My days were spent under a blanket watching the History Channel and NatGeo.
There were a couple of pluses:
The Big C was a heck of a diet plan. When your mouth, tongue, and esophagus are so dry and painful that swallowing a globule of spit is akin to climbing Mount Everest in the nude, it is easy not to eat. I went from being a fat guy to a thin guy. And even later after they took the feeding tube out of my stomach, eating was such a pain in the ass, I had to force myself to eat so that I wouldn't die of starvation.

I lost a good forty pounds, and I'm still much thinner than I was before cancer dropped in for a visit. People that haven't seen me for a while want to know my secret. It is not moral strength that keeps me thin; it is mechanics. Food is still hard to swallow sometimes, and random things get trapped where my airway meets my esophagus. I keep the weight off because of problematic eating, not nobility.
Okay Okay, settle down. I know. What the hell has that got to do with my book?
The protagonist of No More Mister Nice Guy, Billy Hartman was just that, a NICE GUY, and he was sick to death of it. As writers, we write what we know, and we project ourselves into our work.
Before my brush with death, so to speak, I had become sick and tired of being so stinking nice. I hated wearing the shirts with the logo of a boot-print on the back that said kick me. I was ready to punch someone in the nose just to lose that reputation. As an aside, at one time, before I gave my life over to Christ, I was a genuine bad guy and thrived on that (bad) image. I would break your face as soon as look at you. Keeping up that image was a lot of work. It's easier to be kind and caring.
Anyhow, in the book, Billy sets out to destroy the image that had been cast for him and it goes horribly wrong. In the process, he is dealt a death blow, and nothing but a miracle will save him. In comes Mike MacKenzie along with a couple of odd beings and they carry him to a MASH unit.

Billy has a miraculous and quick recovery from horrific wounds.
He sets out on a quest to find Mike MacKenzie, and during that search, his life is restored to something real, vibrant, and full. The life Billy Hartman despised gets turned on its head as much or more than the circumstances around him. It becomes everything he ever wanted.

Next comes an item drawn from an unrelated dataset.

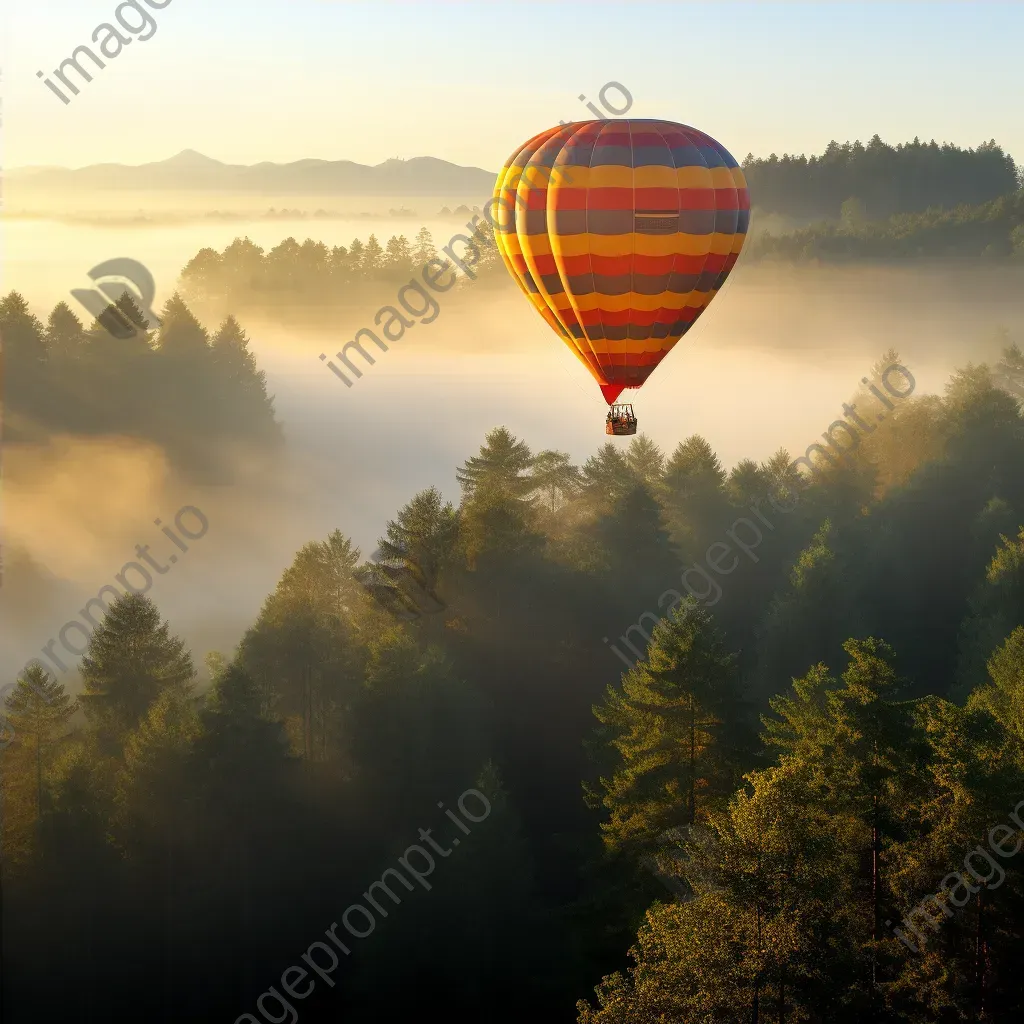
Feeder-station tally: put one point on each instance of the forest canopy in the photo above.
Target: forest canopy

Same for me. The newer version of Mike Matheson is less willing to say yes just to be nice and make you happy. I like that. Also, I have a greater tolerance for negative things in my life and learned rougher but far superior form of grace
As I am sure most cancer survivors could tell you, the struggle and recovery are life changing.
But, unlike anyone I have ever spoke with, they’ve not had their book foretell their future. I didn’t see it right away, but the revelation suddenly came when I revisited the manuscript.
My first novel, No More Mister Nice Guy, has been described several different ways:
C. S. Lewis meets Stephen King.
The Chronicles of Narnia on steroids Rated R.
The Pilgrim’s Progress with whiskey and guns.
There are a hundred other back stories to the book; this is only one of them.